At my best, I’m fun, creative, and full of energy. At my worst? I’m irritable, grumpy, and distant. Usually, I fall somewhere in between those extremes. My kids often get my best, and sometimes my writing does too, but my husband? He doesn’t.
I worry this is how relationships start to fray. I fear he thinks I’m always stressed and yelling when it’s just me and the kids, but that’s not the case. He misses the me who’s had a good morning after coffee, post-rush hour, when I might have even managed to shower. That’s when we cuddle, read books, or dance around the living room.
Weekends are a bit better, but with little ones in tow, they don’t feel like the typical weekend. Sure, we manage the occasional date night, but not nearly enough.
I love that I can be myself around Mark. He genuinely doesn’t care if I’m wearing makeup or what I’m wearing. I know he loves me and appreciates the family we’ve built together. We’re partners, and we signed up for this crazy life.
But I also want to be fun, engaging, and yes, a little sexy when I’m with him. I want him to see that I’m more than just a frazzled mess in a sauce-splattered t-shirt. I’m sure he knows that on some level, but how long can he hold onto that belief without any proof? How can I show him my best self? How do other stay-at-home moms manage this? Does he ever worry about these things too?

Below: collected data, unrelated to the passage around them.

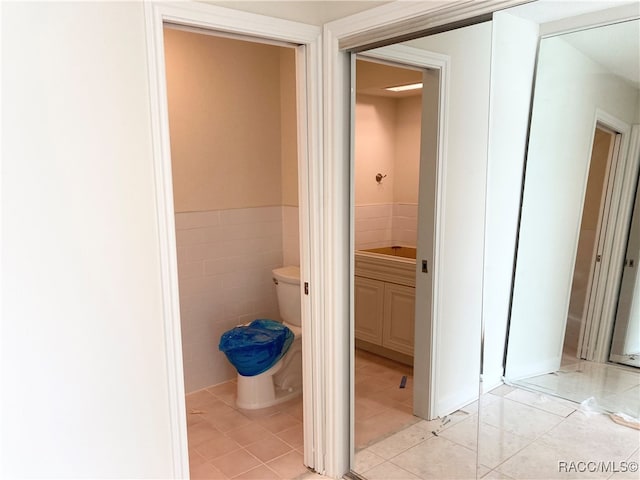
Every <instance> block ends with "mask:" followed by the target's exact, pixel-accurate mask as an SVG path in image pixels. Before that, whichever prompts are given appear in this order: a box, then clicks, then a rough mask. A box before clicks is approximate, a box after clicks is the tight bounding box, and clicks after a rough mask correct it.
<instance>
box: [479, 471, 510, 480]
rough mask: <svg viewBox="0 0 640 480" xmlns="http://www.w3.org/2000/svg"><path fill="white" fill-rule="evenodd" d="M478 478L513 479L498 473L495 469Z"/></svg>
mask: <svg viewBox="0 0 640 480" xmlns="http://www.w3.org/2000/svg"><path fill="white" fill-rule="evenodd" d="M480 478H482V480H515V479H514V478H513V477H510V476H509V475H505V474H504V473H500V472H498V471H497V470H491V471H490V472H489V473H487V474H486V475H485V476H484V477H480Z"/></svg>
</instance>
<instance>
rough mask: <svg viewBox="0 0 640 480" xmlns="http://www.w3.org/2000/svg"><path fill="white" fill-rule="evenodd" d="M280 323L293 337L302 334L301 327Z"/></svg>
mask: <svg viewBox="0 0 640 480" xmlns="http://www.w3.org/2000/svg"><path fill="white" fill-rule="evenodd" d="M282 324H283V325H284V326H285V327H287V328H288V329H289V330H291V331H292V332H293V335H294V337H295V338H298V337H301V336H302V327H296V326H295V325H291V324H290V323H287V322H282Z"/></svg>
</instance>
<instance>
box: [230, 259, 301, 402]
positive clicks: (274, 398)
mask: <svg viewBox="0 0 640 480" xmlns="http://www.w3.org/2000/svg"><path fill="white" fill-rule="evenodd" d="M272 274H273V282H274V283H275V285H276V294H277V297H278V308H279V310H280V317H281V319H282V324H283V325H284V326H286V327H287V328H288V329H289V330H291V332H292V333H293V337H294V338H293V342H291V344H290V346H289V348H288V349H287V351H286V353H285V354H284V355H282V356H281V358H280V359H279V360H278V361H276V362H275V364H274V365H272V366H271V367H270V368H268V369H267V370H265V371H263V372H262V373H259V374H257V375H251V376H246V375H242V374H240V373H239V372H238V380H237V382H238V390H237V398H236V405H237V406H238V408H243V409H250V410H254V409H258V408H265V407H270V406H272V405H276V404H278V403H282V402H285V401H287V400H290V399H292V398H294V397H296V396H298V395H300V394H301V393H302V328H301V310H300V269H299V267H282V268H276V269H274V270H273V271H272ZM227 357H229V355H227ZM230 361H231V363H232V364H233V361H232V359H230ZM234 367H236V370H238V367H237V366H236V365H234Z"/></svg>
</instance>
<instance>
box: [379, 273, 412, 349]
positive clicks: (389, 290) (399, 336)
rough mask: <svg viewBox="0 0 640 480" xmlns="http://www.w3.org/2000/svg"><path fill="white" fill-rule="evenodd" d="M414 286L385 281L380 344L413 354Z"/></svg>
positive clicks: (385, 347)
mask: <svg viewBox="0 0 640 480" xmlns="http://www.w3.org/2000/svg"><path fill="white" fill-rule="evenodd" d="M415 305H416V295H415V288H412V287H407V286H405V285H395V284H393V283H386V284H385V286H384V318H383V321H382V325H383V329H382V346H383V347H385V348H390V349H391V350H396V351H398V352H402V353H405V354H407V355H413V336H414V318H415Z"/></svg>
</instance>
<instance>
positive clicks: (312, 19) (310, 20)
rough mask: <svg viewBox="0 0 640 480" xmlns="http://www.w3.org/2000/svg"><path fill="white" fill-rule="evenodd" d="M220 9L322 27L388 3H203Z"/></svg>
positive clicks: (329, 0) (297, 1) (277, 1)
mask: <svg viewBox="0 0 640 480" xmlns="http://www.w3.org/2000/svg"><path fill="white" fill-rule="evenodd" d="M203 2H204V3H209V4H212V5H217V6H220V7H227V8H233V9H235V10H242V11H245V12H251V13H257V14H260V15H268V16H270V17H276V18H282V19H285V20H291V21H294V22H301V23H307V24H310V25H318V26H320V25H324V24H325V23H328V22H331V21H333V20H337V19H339V18H343V17H348V16H349V15H353V14H355V13H359V12H362V11H364V10H369V9H371V8H375V7H379V6H380V5H384V4H385V3H391V2H389V1H374V0H358V1H343V0H329V1H315V0H293V1H268V0H267V1H244V0H214V1H205V0H203Z"/></svg>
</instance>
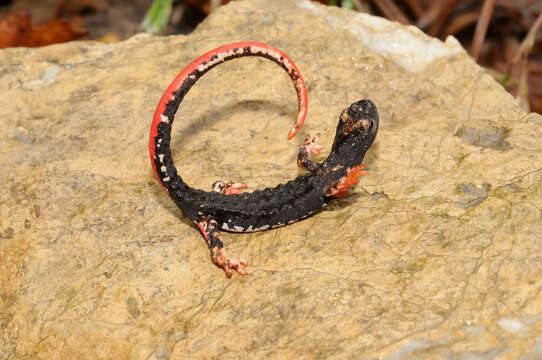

Maybe this is just a phase of parenting young kids. Perhaps, once I carve out some personal time for reading, writing, and exercising, I’ll have the energy to be my best when Mark is home. Then, I can stop shouting about lightbulbs and wear a clean shirt once in a while. We both deserve that.
If you want to dive deeper into this topic, check out this insightful post on our privacy policy. Also, for more information on fertility resources, visit this great site for fertility boosters.
Summary:
This article reflects on the struggles of balancing motherhood and partnership. It explores how the challenges of parenting can sometimes overshadow the best self we want to show to our partners. The author expresses a desire to reconnect with her husband in a more positive light while juggling the demands of family life.